Civil Law, Constitutionalism, and the Haitian Independence Debt

Saturday, January 10, 2026
Salon A (Hilton Chicago)
Andrew Edmondson, University of Chicago
In 1825, King Charles X of France imposed on Haiti, by royal ordinance, an indemnity payment of 150 million francs in exchange for recognizing the infant nation’s independence. Current historiography focuses on the indemnity’s basis in colonial and racial hierarchies, its imperial extension of property rights and international law, and its deleterious effects on future Haitian governance. Jurists have meanwhile articulated potential avenues for reparations or lawsuits under the current standard of public international law. Amidst this, not enough has been made of the decade of legislative debates preceding the ordinance, in which the logistics and rationale of imposing an indemnity were contested, nor of the flurry of grievances, complaints, and justifications that emerged after King Charles’ unilateral declaration.

This poster analyzes French legislative debates from roughly 1814 to 1827 regarding the imposition of an independence debt on Haiti, attempting to embed them within larger legal debates that the indemnity forced to the point of crisis. For instance, the unilateral nature of King Charles’ ordinance raised again the topic, repeatedly broached and dropped over the past decade, of whether the Charter of 1814 granted the King the ability to cede French territory without legislative approval. Because of the Charter’s wording, this threatened the classical distinction between the domain of the crown and the territory of France, also raising awkward questions about whether colonies were exterior enough from the French core to be subject only to political, not civil, law, and whether the droit des gens, the law of nations, could be applied in colonial contexts. Even more debated than the indemnity itself was how the finances of Haiti’s former colonists, for whom the indemnity was intended, should be handled. With many of them having taken out huge debts from French creditors before the revolution, questions arose of whether the colonists or their creditors should receive the indemnity, whether the colonists should have their debts reduced or waived in light of extraordinary political circumstances, and who had the power to waive these debts and thereby abrogate private law.

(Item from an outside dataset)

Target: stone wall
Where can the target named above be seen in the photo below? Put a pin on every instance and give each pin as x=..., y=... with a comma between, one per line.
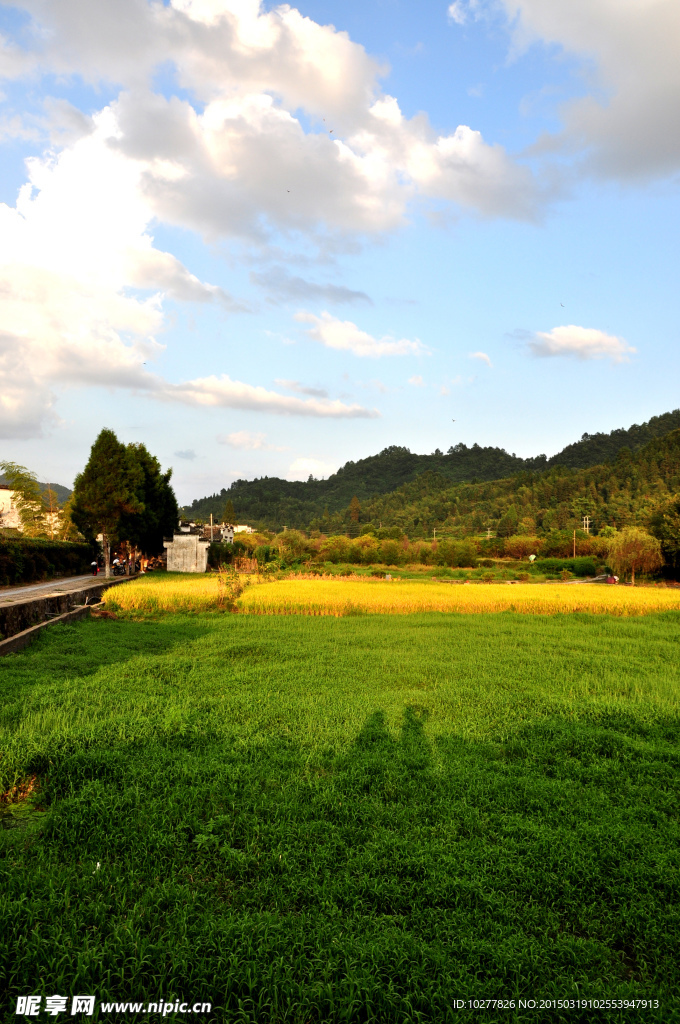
x=186, y=553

In treating these topics, this poster highlights the centrality of colonial relations to the development of international law. It argues that the unprecedented legal statuses that the Haitian Revolution engendered, statuses brought to a crisis point by the imposition of the indemnity, forced a contentious extension of longstanding legal categories, creating meaningful precedents in international and French constitutional law. It also gestures at some afterlives of these developments, although the focus is on the debates themselves. The poster’s main content is split into two sections—issues of jurisdiction and creditors vs. debtors—broad categories under which the aforementioned legal issues fall. Each issue will be covered by a depiction of the controversy, a brief review of the development of the debate, and a summary of the eventual consensus reached, with a focus on similarities across issues. It also includes, at the top, an abbreviated abstract and pertinent historical information, as well as several salient pictures throughout.